Riyadh (AsiaNews) – Saudi Arabia has created an immense electronic database on the country's women to enable their male relatives - father, husband, son - to track their movements and prevent them from fleeing.
Technology is thus used to crack down on women fighting for their freedom and the rights. For human rights groups, the monitoring system, whose existence came to light thanks to an investigative report by Insider, is simply an extension of the extant male guardianship system.
In fact, the database has existed for years and was recently reinforced, following the case of 18-year-old Rahaf Mohammed al-Qunun, who fled her family after abandoning Islam, for fear of being killed.
Stuck for days in Thailand waiting for a visa to Australia, her story became frontpage news all over the world. After a while, the United Nations intervened granting her refugee status and Canada accepted to take her, angering Saudi Arabia.
Male guardianship is a form of gender apartheid, which binds women to a male guardian. It applies to what women do online and in social media, as well as in real life.
The digitised guardianship system works thanks to the use of a mobile app called Absher, Arabic for preacher, which also allows people to pay fines or renew licenses, interacting directly with the Ministry of the Interior.
The system – little known among Western media – contains a registry of the country’s women and the means to ban them from travelling abroad or seize them should they try to escape.

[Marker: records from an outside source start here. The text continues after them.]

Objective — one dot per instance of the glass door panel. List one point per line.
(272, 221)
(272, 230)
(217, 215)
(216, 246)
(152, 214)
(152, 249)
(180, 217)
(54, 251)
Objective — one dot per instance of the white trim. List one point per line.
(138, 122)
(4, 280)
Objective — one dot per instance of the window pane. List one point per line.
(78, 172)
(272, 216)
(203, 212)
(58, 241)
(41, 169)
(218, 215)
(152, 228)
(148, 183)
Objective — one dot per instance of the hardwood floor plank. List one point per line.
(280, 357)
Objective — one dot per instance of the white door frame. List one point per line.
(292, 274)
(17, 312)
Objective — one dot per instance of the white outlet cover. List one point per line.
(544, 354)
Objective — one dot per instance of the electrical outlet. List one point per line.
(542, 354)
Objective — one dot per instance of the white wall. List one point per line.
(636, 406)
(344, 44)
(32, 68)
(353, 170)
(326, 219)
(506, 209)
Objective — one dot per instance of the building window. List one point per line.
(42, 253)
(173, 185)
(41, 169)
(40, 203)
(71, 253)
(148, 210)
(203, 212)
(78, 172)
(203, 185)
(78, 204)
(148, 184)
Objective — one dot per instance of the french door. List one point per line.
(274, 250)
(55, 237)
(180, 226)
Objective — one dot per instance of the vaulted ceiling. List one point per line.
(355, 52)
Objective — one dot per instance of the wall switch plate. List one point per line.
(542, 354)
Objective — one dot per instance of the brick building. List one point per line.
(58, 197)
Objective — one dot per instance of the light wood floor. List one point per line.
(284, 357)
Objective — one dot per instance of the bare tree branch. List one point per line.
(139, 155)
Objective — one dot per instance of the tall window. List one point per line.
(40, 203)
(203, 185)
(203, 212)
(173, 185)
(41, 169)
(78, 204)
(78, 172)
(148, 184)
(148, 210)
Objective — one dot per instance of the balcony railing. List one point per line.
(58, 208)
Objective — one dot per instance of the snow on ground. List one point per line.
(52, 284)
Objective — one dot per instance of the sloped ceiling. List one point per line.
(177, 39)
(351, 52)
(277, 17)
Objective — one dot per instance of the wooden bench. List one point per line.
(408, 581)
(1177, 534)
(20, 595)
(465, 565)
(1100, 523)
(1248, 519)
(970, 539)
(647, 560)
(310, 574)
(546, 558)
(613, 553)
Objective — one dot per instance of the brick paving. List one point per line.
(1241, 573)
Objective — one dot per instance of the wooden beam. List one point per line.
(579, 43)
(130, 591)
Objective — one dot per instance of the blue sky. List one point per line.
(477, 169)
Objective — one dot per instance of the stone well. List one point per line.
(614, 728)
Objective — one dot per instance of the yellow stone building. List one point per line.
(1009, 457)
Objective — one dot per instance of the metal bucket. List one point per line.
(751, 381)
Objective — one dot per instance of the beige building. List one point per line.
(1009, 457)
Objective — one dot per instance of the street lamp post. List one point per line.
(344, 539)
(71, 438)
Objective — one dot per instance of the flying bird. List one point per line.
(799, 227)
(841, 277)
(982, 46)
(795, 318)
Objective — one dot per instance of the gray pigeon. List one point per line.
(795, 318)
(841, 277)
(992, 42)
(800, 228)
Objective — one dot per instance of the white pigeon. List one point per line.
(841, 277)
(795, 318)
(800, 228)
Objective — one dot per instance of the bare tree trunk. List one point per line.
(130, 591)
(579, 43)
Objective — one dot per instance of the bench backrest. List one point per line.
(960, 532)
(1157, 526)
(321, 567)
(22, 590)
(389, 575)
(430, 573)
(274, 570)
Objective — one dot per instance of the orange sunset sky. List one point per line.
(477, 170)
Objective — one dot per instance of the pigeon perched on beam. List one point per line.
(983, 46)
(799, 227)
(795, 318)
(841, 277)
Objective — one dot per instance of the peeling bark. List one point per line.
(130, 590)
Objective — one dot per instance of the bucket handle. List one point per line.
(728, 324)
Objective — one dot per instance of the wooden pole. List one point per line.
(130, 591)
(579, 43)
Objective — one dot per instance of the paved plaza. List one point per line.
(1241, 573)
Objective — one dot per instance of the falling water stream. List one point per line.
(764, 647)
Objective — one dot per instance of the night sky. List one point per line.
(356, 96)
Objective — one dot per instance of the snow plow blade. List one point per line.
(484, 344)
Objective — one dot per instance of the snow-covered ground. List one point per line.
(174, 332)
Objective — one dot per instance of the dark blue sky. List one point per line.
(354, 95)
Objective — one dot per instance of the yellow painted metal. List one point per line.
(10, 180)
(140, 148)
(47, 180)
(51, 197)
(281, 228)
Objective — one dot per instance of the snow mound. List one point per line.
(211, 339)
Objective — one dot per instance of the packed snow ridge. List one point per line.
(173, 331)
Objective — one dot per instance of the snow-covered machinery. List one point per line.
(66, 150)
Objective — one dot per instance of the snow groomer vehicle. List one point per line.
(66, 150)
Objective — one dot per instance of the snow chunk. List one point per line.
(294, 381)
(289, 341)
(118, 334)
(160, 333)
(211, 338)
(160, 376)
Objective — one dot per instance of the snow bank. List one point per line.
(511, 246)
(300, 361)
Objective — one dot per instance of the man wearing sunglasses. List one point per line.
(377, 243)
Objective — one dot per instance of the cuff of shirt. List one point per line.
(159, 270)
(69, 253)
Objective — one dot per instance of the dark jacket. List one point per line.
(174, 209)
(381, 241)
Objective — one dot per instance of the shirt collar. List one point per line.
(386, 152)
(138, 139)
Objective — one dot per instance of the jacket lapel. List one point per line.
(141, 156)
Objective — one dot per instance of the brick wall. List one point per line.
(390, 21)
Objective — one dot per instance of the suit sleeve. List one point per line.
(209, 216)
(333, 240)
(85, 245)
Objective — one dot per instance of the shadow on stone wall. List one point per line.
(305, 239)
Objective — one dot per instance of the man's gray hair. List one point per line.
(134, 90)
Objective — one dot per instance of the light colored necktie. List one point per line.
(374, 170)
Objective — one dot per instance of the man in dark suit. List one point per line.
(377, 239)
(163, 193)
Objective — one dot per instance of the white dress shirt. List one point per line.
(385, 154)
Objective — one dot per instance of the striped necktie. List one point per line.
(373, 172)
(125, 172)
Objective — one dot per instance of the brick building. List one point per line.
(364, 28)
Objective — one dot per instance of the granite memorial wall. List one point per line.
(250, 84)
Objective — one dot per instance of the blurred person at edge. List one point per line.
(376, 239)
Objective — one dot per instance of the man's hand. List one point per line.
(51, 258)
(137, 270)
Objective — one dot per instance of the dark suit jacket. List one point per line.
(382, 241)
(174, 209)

The country’s borders are in fact integrated with the Absher alert system. Whenever a passport is used (authorised or not), a text message is sent.
This way male guardians can determine when, from which airports and for how long women travel, giving them the means to trap women in Saudi Arabia if they wish.
At least a thousand women try to flee Saudi Arabia every year. experts told Insider that text alerts have enabled many men to catch family members before they make it out.
One of the many stories cited by Insider is that of Shahad al-Mohaimeed who took advantage of a family holiday at a Turkish tourist resort on the Black Sea to flee.
The young woman left the hotel in the middle of the night, after taking her relatives and guardians' cell phones to avoid being discovered.
Today she lives in Tbilisi, Georgia. "When we decide to leave," she explained, "we decide to put our lives on the line. Because if we don't succeed, our families are going to kill us. It's shameful to have a daughter leave."
"There is no support for the beaten," she added, "even when it's reported, police are always on the man's side."